13.03.2024

SRF

«Wir hatten keine einzige Drehgenehmigung»

Medienschaffende haben in Afghanistan einen schweren Stand. Die «DOK»-Autorin Monica Suter konnte Schweizer Ärzte auf einer Reise begleiten. Sie gewann so unerwartete Einblicke in eine Gesellschaft, die weitgehend von der Weltöffentlichkeit ausgeschlossen ist.
SRF: «Wir hatten keine einzige Drehgenehmigung»
«In den Regierungsämtern war ich erwartungsgemäss stets die einzige Frau weit und breit», so Monica Suter, Autorin von «SRF DOK», hier mit Schönheitschirurg Enrique Steiger. (Bilder: zVg)

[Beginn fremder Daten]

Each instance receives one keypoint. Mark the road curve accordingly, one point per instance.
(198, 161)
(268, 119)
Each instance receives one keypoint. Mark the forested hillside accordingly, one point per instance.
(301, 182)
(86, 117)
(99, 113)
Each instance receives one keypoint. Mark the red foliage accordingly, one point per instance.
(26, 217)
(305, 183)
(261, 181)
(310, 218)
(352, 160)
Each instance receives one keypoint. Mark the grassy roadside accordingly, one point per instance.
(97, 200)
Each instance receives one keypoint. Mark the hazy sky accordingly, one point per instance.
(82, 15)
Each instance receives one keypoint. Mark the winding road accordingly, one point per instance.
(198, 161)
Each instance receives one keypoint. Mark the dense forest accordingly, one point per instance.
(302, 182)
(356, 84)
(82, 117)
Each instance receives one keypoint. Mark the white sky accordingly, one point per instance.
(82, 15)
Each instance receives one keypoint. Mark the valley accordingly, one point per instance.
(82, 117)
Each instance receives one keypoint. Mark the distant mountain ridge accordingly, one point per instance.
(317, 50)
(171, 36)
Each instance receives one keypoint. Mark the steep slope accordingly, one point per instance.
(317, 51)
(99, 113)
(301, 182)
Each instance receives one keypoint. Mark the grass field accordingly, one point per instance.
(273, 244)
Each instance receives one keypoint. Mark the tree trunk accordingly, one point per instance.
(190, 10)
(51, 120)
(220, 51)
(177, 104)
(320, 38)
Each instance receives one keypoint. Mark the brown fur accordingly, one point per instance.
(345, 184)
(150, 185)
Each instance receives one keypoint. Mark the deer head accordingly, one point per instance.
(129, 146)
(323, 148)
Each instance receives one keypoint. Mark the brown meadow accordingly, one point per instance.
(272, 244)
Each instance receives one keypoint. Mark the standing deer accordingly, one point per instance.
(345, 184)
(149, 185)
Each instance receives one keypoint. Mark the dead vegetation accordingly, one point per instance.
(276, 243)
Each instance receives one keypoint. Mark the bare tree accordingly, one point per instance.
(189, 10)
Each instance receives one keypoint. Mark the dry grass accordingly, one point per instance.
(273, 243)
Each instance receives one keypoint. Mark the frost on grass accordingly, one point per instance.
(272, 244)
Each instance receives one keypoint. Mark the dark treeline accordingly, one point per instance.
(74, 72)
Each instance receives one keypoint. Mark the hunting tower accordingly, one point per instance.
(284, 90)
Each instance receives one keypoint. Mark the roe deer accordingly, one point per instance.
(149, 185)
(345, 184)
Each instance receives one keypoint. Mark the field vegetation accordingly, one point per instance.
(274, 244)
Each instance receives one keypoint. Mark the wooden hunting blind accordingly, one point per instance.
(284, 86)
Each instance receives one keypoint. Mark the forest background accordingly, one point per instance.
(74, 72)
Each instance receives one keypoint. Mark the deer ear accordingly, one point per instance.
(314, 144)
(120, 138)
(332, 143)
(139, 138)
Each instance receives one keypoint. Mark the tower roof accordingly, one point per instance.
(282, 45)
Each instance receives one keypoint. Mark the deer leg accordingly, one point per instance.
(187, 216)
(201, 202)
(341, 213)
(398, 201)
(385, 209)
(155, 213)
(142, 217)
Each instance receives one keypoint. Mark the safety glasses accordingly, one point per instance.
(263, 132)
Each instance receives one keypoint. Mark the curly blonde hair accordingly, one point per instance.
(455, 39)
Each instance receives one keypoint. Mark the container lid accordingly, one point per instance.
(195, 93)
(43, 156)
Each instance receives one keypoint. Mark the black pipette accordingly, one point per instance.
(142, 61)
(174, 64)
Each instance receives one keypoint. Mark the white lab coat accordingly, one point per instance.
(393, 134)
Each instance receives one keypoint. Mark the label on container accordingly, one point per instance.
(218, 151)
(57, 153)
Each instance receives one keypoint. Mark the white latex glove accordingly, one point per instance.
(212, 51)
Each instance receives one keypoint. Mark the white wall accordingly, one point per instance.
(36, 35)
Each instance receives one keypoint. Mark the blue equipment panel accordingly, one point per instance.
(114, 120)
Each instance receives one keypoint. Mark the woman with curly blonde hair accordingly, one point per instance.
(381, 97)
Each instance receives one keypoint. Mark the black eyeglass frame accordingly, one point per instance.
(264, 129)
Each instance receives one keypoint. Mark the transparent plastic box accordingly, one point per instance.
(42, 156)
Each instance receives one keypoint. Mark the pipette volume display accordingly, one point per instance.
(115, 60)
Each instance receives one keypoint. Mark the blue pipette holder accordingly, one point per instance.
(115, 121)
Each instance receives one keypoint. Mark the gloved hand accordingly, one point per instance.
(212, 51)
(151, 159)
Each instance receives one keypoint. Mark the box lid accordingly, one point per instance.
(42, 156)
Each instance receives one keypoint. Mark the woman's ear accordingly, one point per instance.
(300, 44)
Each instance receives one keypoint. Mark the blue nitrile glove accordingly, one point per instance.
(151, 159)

Monica Suter, für einen «SRF DOK» reisten sie nach Afghanistan. Hatten Sie keine Angst?
Die Sicherheitslage in Afghanistan hat sich in den letzten zwei Jahren deutlich verbessert. Zudem hat die Tatsache, dass der Schweizer Arzt Enrique Steiger Afghanistan gut kennt und auf Einladung der Taliban reiste, mir ein sicheres Gefühl gegeben. Unsicher war ich bei der Übernachtungssituation. Doch das Hotel glich einer Festung, das hat mir Sicherheit vermittelt.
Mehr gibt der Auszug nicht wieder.